• Doc Sheldon

    Admittedly, I’m not intimately familiar with online paid advertising programs, having studiously avoided them in favor of more comprehensible methods. However, I do converse, on a daily basis, with several colleagues that are quite proficient in paid advertising, and I also stay abreast of nearly everything else that can affect my clients, especially originating in Mountain View.

    Like most of us, I’ve seen a lot of whining about Google’s results, as pertains to competitive products/services, but I have yet to see one instance that seemed to have even a hint of validity.

    A fanboy, I’m not, and I’ve got some complaints of my own about how Google runs some of its business, but I would think that the FTC would be embarrassed by having even launched this investigation. Even a cursory glance should have told them there was no basis for any action.

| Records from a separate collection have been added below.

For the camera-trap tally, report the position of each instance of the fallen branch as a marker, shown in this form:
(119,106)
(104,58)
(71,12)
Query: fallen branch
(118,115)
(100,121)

    My bet would be that the FTC was simply a victim of pressure to do “something”, simply because Google has gotten so big that it makes people nervous.

  • Durant Imboden

    The NY Times has published an op-ed titled “Is Google like gas or steel?” that’s more illuminating than the usual press releases by anti- or pro-Google lobbyists. It examines the FTC-Google settlement’s roots in First Amendment law, which faced a similar test in a case involving the Associated Press back in the 1940s:

    http://www.nytimes.com/2013/01/05/opinion/is-google-like-gas-or-like-steel.html

  • http://twitter.com/AdamRYP Adam Thompson

    Hmmm, all of these responses are from Google’s direct or indirect competitors (even the two platform providers are indirect competitors, as they compete against using Google’s Adwords management interface) – so these reactions are nothing more than outgrowths of how this development impacts their revenues. I’d be more interested in hearing what slightly less biased parties think.

  • http://www.barryadams.co.uk/ Barry Adams

    Your phrasing “an even more absurd analysis” implies Politico’s analysis of Google’s lobbying efforts is absurd, though less so. That is a value judgment that is rather untenable, Greg. Might want to rephrase that, lest it become embarrassingly clear where SEL’s loyalties lie.

  • Matt McGee

    Barry, the loyalty that SEL has is to our readers and to call things as we see them as individuals. We don’t have a corporate loyalty or corporate policy about favoring any company that we write about. You, as a longtime reader, should know that by now.

    Totally respect your right to disagree with Greg here, but if you’re suggesting that it’s based on some loyalty toward Google or any other company, that’s an “even more absurd analysis” than anything else. :-)

  • http://www.barryadams.co.uk/ Barry Adams

    Oh I think SEL’s entirely voluntary pro-Google stance is not a particularly well-kept secret, Matt. After all, SEL enjoys almost unparalleled access to Google sources, and you won’t do anything that might jeopardise that access. It’s not even a matter of editorial oversight – it’s a self-selected, subconscious bias inherent in your reporting.

    That’s not a conspiracy theory, that’s simple knowledge of how the media works.

  • Matt McGee

    I wish you were right, Barry. Unparalleled access would be nice and very helpful in getting all our questions answered. Maybe someday.